6 Mistakes Small Equity Investors Should Avoid
Small investors should avoid these mistakes
Investing in unknown stocks
Never buy stocks of the companies you have never heard about. Instead prefer buying penny stocks. Research performance of such penny stocks on sites like moneycontrol.com and read experts review and participate in community discussions. This will give you a fare idea of the stocks and in turn help you in meeting your financial goal
Compare themselves with mutual funds
Remember mutual fund companies employ highly skilled financial geeks and their main job is to make money for you. So your ideology to think that I’m better than fund manager is a very big mistake especially when you rely on your own guts and lack market knowledge. Also see benefits of investing through SIP
Always spread out your portfolio. Putting everything in one bucket increases risk as decrease in stock price directly affects your returns. Unlike mutual fund where your money is invested by professionals in number of stocks, if you are thinking of investing on your own then research stocks properly and diversify it.
Lump sum investment
Investing lump sum amount in one go should always be avoided. Always keep a wait and watch approach and remove from your mind that the stock price will never go beyond this limit. Every good stock will go down and then rise up.

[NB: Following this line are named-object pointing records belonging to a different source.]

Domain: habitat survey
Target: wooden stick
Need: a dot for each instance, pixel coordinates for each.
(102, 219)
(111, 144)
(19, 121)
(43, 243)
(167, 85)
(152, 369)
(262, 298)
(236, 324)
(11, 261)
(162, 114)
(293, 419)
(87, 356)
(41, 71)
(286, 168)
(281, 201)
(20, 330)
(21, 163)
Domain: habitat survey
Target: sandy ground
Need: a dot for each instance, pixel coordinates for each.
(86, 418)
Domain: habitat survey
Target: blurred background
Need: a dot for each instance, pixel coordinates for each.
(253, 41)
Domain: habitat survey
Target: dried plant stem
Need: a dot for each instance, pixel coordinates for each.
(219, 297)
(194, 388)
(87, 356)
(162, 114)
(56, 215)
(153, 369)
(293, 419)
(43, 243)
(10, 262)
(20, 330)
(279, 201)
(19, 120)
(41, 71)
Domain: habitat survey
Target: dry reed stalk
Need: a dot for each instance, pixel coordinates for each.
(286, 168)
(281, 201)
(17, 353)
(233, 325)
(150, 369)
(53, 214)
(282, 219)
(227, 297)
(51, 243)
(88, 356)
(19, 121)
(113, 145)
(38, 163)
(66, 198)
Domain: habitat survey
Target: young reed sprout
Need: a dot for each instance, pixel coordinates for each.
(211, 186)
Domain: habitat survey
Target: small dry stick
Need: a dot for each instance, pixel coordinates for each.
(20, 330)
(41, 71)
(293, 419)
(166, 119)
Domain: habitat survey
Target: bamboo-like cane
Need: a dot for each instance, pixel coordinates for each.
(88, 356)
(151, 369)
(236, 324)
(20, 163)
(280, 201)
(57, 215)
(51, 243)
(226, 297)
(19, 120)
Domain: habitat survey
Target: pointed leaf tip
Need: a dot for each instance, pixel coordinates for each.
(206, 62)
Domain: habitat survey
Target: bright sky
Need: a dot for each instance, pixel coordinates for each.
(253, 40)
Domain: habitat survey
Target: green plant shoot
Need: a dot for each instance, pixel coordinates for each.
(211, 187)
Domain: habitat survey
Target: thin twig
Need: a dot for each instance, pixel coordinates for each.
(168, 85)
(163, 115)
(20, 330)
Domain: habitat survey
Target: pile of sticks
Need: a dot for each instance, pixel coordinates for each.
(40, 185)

Follow brokers advice blindly
Remember, it’s your money!! No one else will ever bother about it more than you. So never blindly trust on brokers. Because they earn money via brokerages. More the money they succeed in getting out from your pocket, higher is the brokerage they earn.
Buying at incorrect time
Small investors enter the stock when it is at a all time high by keeping hope that it will further rise further. And this sometimes shots back because market sentiments can go negative even with a small news.